Why will none of the referees at this year’s World Cup be from the USA?
It’s a good question and a vexing problem for both U.S. Soccer and MLS. This past week, the lone American in the FIFA pool, Kevin Stott, failed to make the cut of 23 officials for the 2006 tournament.
While both have made great strides in the past fifteen years in developing American players and coaches, it is widely agreed that the weak link remains the men in the middle.
"We hear the same complaints [about our referees] about the speed, the size, the strength of athletes, the new equipment and the newer, highly accurate balls," says MLS’ Joe Machnik, MLS’ Assistant to the Deputy Commissioner for On-Field Competition.
"All of these make for additional challenges for the refs. This isn’t a problem that is solely germane to MLS – our problems are the same other leagues are having throughout the world."

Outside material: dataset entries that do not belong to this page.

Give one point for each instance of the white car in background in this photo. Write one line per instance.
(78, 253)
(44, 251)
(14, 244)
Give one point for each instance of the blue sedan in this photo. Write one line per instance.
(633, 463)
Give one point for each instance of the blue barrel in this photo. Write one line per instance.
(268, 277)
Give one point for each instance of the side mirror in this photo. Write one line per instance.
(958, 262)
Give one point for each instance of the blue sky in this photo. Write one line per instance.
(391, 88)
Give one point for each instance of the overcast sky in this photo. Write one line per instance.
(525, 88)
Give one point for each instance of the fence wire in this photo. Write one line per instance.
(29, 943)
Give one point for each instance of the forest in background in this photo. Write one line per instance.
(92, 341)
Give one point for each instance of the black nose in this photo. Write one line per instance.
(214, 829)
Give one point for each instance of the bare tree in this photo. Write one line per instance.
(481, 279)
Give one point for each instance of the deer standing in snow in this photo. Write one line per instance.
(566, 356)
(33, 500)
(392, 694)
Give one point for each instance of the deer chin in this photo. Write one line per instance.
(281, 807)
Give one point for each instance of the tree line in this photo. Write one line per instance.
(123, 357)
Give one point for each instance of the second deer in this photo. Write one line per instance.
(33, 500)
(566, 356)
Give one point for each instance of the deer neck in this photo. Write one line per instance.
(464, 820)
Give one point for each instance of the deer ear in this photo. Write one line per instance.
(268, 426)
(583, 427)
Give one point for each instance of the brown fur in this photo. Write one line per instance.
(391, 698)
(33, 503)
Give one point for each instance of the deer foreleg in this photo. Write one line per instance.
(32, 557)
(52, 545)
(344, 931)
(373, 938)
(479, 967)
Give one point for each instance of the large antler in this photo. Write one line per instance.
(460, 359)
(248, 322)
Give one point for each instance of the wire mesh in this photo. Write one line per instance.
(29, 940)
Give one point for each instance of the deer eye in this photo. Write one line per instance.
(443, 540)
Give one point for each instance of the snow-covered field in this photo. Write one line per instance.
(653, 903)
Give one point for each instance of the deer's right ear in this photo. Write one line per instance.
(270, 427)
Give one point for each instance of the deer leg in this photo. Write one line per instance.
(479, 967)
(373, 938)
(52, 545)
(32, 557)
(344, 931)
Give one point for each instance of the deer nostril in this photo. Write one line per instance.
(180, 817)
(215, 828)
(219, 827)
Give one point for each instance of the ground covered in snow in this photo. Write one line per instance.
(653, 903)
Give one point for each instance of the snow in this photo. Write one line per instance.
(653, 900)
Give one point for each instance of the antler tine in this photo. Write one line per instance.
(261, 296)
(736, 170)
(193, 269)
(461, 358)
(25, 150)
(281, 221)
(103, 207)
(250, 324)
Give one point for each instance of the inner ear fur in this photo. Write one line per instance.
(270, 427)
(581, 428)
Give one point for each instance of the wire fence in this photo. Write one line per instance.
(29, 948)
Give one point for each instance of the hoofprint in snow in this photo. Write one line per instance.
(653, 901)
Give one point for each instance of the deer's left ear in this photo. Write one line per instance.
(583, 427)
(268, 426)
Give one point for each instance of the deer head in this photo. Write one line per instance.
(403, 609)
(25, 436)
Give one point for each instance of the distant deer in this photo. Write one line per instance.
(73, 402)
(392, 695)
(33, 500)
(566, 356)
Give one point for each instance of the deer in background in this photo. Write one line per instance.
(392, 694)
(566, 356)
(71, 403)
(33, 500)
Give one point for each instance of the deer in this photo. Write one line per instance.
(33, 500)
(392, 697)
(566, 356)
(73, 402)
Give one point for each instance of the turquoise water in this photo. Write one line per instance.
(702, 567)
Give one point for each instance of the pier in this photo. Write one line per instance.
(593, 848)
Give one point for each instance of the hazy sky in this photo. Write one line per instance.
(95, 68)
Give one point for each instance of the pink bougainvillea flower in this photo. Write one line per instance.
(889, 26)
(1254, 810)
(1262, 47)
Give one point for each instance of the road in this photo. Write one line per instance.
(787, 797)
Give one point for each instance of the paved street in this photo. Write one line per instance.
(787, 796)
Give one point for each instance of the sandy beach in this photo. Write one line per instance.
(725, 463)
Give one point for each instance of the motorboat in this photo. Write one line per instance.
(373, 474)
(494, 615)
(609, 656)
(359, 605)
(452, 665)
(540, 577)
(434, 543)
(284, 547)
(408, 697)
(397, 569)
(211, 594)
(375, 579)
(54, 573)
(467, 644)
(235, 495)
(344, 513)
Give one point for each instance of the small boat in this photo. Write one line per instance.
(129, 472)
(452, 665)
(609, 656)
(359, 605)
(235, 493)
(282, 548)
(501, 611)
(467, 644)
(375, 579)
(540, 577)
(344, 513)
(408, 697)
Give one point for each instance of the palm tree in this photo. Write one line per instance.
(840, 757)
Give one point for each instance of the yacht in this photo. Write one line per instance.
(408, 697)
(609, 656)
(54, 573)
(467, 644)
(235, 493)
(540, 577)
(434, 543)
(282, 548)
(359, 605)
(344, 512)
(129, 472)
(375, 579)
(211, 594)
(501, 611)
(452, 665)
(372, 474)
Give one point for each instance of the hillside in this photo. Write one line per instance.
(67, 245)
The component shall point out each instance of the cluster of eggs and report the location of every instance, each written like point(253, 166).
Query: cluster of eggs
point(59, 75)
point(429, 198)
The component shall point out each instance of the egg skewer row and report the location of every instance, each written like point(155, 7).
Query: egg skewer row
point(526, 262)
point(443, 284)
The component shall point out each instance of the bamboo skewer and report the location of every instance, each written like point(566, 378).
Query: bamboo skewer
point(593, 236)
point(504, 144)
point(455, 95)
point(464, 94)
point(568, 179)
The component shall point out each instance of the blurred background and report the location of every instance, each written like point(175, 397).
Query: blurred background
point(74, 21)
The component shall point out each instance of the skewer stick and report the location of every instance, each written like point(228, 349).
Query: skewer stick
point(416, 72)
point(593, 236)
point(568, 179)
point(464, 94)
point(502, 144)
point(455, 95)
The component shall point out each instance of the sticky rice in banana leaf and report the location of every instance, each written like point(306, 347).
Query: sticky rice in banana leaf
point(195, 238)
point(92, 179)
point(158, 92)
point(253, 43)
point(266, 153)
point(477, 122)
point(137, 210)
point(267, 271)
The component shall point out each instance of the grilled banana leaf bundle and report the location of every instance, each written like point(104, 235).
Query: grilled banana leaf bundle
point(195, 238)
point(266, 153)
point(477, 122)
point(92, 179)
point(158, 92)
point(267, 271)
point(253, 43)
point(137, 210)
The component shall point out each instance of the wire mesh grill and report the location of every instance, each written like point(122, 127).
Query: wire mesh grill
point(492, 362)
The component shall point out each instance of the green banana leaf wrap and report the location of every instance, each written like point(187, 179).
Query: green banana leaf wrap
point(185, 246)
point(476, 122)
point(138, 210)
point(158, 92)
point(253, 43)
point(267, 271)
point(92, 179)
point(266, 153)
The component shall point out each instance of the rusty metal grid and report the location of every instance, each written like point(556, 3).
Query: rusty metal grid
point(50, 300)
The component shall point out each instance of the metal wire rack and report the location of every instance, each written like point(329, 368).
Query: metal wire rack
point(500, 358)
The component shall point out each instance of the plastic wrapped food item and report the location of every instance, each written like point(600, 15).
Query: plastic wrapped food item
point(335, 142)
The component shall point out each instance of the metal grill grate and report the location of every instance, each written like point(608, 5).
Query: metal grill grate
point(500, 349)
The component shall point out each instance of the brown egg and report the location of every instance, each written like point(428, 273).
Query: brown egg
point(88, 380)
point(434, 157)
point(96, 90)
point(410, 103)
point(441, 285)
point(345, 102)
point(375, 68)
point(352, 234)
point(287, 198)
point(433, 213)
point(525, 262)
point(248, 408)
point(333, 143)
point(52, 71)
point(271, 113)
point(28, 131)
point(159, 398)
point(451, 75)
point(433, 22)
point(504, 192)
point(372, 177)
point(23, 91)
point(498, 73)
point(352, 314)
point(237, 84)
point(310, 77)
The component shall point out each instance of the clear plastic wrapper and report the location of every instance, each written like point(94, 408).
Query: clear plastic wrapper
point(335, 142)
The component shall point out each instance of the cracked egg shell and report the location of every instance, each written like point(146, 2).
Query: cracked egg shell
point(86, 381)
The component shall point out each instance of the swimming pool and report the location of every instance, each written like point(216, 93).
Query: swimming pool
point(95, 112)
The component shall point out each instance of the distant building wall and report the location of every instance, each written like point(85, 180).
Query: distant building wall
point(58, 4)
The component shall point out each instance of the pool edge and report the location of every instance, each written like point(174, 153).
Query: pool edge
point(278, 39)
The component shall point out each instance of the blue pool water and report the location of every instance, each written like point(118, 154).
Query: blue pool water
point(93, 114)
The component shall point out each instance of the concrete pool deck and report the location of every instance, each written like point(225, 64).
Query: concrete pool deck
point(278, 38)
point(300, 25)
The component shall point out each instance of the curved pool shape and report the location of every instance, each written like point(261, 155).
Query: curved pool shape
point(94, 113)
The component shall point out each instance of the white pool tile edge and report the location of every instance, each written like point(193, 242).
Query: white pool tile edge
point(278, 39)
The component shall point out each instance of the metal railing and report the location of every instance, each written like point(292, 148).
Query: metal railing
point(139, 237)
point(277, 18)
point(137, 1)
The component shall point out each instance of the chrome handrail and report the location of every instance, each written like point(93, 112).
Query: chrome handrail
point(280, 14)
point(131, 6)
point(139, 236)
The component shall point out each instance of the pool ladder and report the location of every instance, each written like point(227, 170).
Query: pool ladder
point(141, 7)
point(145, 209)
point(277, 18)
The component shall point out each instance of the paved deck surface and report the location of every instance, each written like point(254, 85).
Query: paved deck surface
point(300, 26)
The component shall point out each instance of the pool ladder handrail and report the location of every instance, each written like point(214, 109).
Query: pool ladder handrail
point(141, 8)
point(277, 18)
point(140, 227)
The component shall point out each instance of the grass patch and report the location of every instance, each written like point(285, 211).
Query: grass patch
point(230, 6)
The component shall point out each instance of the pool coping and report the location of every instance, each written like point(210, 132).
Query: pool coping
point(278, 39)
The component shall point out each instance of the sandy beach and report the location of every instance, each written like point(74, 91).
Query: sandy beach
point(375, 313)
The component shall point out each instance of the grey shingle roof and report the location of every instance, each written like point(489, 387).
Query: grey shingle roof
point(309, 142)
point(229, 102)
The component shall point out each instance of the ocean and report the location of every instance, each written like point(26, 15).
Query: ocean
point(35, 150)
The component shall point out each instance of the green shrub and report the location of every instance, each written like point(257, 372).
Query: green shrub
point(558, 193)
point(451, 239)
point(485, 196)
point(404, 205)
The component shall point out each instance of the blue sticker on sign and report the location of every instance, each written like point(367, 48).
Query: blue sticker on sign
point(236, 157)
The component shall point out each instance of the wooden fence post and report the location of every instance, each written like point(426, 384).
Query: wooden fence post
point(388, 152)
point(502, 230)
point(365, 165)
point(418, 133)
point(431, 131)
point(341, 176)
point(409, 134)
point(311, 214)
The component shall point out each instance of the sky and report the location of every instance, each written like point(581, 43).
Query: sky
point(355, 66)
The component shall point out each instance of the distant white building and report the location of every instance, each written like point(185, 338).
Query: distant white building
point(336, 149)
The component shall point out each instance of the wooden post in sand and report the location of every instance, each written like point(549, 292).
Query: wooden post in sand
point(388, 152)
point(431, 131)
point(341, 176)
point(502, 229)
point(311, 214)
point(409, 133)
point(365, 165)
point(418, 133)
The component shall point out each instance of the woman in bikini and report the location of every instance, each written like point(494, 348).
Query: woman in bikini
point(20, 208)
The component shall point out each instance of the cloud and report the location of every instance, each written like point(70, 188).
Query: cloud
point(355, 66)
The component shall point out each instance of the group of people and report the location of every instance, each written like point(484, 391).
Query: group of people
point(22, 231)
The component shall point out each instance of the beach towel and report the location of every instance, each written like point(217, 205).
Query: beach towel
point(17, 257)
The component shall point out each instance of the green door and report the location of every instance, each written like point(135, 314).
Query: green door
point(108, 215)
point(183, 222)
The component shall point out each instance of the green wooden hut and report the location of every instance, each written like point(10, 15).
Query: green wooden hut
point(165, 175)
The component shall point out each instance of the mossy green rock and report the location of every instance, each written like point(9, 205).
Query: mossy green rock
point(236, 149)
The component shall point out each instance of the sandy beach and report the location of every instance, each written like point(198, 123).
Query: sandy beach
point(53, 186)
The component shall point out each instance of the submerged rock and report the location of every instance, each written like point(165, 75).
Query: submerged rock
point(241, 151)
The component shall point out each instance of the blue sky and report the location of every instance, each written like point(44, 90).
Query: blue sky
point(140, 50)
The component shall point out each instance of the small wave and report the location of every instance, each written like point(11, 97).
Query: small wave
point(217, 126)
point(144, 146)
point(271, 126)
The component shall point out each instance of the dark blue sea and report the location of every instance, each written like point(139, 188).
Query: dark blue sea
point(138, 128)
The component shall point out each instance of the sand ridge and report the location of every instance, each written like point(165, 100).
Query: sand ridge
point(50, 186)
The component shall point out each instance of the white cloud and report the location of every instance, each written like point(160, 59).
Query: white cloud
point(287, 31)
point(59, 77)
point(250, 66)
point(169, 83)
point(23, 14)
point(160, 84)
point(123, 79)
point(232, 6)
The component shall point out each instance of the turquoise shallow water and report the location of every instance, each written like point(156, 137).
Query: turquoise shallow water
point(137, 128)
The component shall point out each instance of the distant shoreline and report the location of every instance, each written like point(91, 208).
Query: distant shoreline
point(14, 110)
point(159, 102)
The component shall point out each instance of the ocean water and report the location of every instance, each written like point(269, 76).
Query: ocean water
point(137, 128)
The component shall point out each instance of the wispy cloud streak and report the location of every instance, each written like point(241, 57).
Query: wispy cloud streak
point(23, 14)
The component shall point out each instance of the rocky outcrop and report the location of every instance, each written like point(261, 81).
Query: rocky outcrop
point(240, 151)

Part of the problem is that the pool of American referees is perilously small, and those referees which do make it to the top level are frequently stretched thin.
"A big problem for our refs now is the lack of time they have to prepare mentally and physically for our games," admits Machnik. "We don’t have fully professional referees, and they have the demands of other jobs and other refereeing assignments, such as college and USL games. They also have to fulfill their requirements at the state level – ref’ing Sunday amateur soccer games, for example – to keep their state credentials."
The obvious answer is professionalizing referees, an idea which has been floated at the highest levels of the game. But it is easier said than done. Surprisingly, even in America, not all top league referees are pros. While the NHL, MLB and the NBA have full-time referees, the NFL does not.
"The NFL is thinking about that now after all the publicity centered around the refs at the Super Bowl," notes Machnik. "But because of the short schedule, they don’t have a full-time refereeing corps; they’re in kind of the same boat we are."
One idea MLS is beginning to take seriously is developing a program where former or retired players can be fast-tracked into becoming referees.
"The NFL has a program like that which addresses a big complaint – that the refs don’t have a feel for the game, because they haven’t played at the top level," says Machnik. "We’re going to attempt to bring former players along quickly and get them in the middle – I think this is something you’ll see succeed within the next three seasons."
Machnik does see improvement, despite losing two of the USA’s top refs – Kevin Terry and Ricardo Valenzuela – to retirement.
"We started off the season on a positive note," says Machnik. "We had six attractive games, and you saw the officials allowing the games to flow. When necessary, I think the refs made the tough decisions. I want to see a year of that kind of consistent, good quality from the refs, which allows the players to perform at the highest level."
As soccer continues to grow in the US, you have to believe that we can sustain professional referees between the MLS, USL 1st, etc. As the US tries to claw its way up the ladder of respect worldwide (in soccer anyway) and our teams improve, we have to be able to field officiating crews that FIFA feels will make the cut. I hope the MLS and USL 1st can work towards a workable and sustainable solution to this. Officiating is a nearly impossible job, one I freely admit I couldn’t do well if I tried. Being in the center of older Rec matches scares me because I can be so adle brained at times! I can’t imagine the pressure of a World Cup match.